Die Hansestadt und die Flüchtlingsfrage

Kaum im Amt, sieht sich der rot-grüne Senat mit einem der drängendsten sozialen Probleme (nicht nur) Hamburgs konfrontiert: Die Zahl der Flüchtlinge nimmt weiter zu und stellt die Stadt vor große organisatorische und finanzielle Herausforderungen.

»Wer sich die Weltlage anschaut, weiß, dass sich die Zuwanderung auf hohem Niveau einpendeln wird«, sagte Sozialsenator Detlef Scheele (SPD). Die Stadt müsse sich angesichts der weiter wachsenden Zahl von Flüchtlingen auf die größte Herausforderung der vergangenen Jahrzehnte einrichten. »Wir rechnen damit, dass die hier Schutz suchenden Menschen länger im Land bleiben als jene, die Anfang der 90er-Jahre nach Deutschland kamen. Deshalb wird die Zahl der Flüchtlinge insgesamt zunehmen«, sagte Scheele dem Abendblatt.

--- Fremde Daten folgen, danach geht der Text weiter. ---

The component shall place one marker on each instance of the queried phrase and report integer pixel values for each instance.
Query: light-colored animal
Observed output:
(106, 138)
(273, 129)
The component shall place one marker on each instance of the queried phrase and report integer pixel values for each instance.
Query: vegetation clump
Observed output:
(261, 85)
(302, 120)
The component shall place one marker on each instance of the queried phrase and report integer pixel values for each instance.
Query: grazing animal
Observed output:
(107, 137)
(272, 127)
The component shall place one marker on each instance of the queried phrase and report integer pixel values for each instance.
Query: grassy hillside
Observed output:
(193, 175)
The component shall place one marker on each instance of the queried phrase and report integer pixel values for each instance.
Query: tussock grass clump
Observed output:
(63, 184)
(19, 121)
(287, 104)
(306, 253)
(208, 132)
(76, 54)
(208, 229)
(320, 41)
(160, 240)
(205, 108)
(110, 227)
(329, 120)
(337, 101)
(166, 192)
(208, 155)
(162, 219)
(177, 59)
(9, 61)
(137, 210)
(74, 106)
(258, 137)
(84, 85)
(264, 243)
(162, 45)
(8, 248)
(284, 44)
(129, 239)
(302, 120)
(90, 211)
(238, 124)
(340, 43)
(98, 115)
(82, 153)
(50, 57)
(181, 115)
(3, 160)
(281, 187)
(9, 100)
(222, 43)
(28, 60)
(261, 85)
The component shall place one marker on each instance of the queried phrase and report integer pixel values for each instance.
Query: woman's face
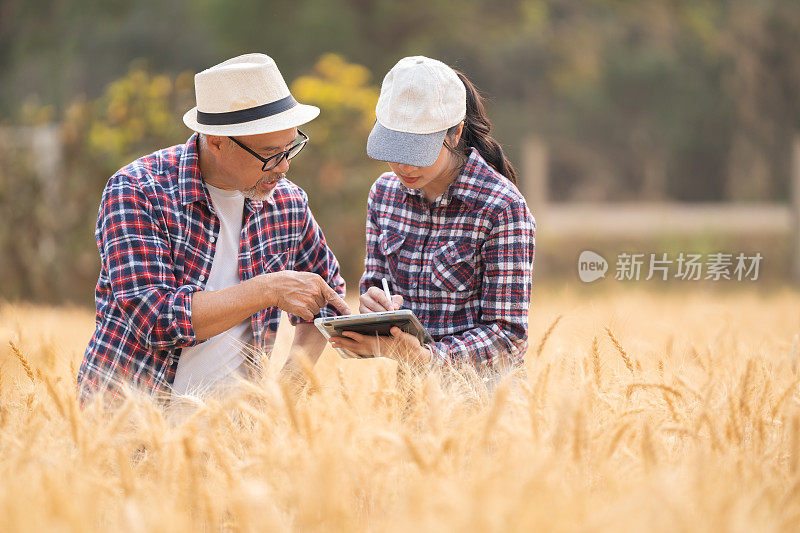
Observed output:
(433, 180)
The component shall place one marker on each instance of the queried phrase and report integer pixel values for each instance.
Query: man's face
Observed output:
(240, 170)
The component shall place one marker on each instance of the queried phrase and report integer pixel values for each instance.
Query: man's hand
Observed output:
(401, 346)
(375, 300)
(301, 293)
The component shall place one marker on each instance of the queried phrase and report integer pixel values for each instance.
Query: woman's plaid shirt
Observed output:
(462, 263)
(156, 231)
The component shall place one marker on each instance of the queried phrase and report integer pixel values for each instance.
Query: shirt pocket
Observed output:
(275, 262)
(389, 244)
(453, 267)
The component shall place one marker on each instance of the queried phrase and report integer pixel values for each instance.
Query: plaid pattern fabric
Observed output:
(156, 231)
(462, 263)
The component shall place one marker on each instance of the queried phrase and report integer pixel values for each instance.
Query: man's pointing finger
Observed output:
(334, 299)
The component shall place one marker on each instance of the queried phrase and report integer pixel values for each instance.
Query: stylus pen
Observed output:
(386, 291)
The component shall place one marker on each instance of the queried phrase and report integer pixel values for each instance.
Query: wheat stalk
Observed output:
(547, 335)
(596, 361)
(24, 362)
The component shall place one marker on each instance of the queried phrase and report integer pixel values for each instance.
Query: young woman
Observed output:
(447, 227)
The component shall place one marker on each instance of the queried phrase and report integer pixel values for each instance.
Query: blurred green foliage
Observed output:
(694, 100)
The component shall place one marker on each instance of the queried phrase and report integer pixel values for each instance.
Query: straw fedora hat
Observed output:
(245, 95)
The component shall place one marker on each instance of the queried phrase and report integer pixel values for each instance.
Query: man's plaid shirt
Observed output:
(462, 263)
(156, 231)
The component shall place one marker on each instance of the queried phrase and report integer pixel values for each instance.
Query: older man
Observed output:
(203, 244)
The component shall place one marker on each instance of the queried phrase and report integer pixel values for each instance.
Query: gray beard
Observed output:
(256, 195)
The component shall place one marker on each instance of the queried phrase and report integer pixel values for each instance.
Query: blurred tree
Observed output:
(334, 169)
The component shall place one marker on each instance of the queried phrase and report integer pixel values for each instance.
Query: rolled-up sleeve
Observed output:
(136, 254)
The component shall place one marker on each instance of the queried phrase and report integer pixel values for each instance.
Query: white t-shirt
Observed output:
(203, 366)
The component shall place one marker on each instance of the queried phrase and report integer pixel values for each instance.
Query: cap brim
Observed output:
(415, 149)
(291, 118)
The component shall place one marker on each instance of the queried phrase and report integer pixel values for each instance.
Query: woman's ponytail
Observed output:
(476, 133)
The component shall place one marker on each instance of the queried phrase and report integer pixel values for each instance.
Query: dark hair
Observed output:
(476, 134)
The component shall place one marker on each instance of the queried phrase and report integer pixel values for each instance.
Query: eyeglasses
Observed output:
(274, 160)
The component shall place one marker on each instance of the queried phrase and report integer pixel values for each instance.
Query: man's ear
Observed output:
(215, 143)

Die Flüchtlingsbewegung bedeutet eine Herausforderung für aller BürgerInnen in der Stadt. Eine gute Willkommenskultur stellt große Anforderungen an Zivilgesellschaft und Politik. Trotz des beeindruckenden Engagements vieler Initiativen in den Quartieren, geht es angesichts der Wucht des Problems in erster Linie auch darum, wie Politik und Verwaltung die Rahmenbedingungen für Hilfe gestalten werden. Es geht um Unterbringung, aber daran hängt letztlich die Lösung weiterer Probleme.

Zunächst sind realistische Prognosen wichtig, nicht nur um Flächen und Plätze bereitzustellen, sondern auch SozialarbeiterInnen einzustellen und neue Vorbereitungs- und Alphabetisierungsklassen einzurichten. Seit Anfang 2015 erstellt Hamburg selbst Prognosen. Wie groß die Differenzen sind, zeigt sich am Beispiel des vergangenen Februars: In diesem Monat hat die Hansestadt 1.080 Asylanträge erwartet. Die Zahl des Bundesamts für Migration und Flüchtlinge (BAMF) lag für Hamburg dagegen bei nur 745.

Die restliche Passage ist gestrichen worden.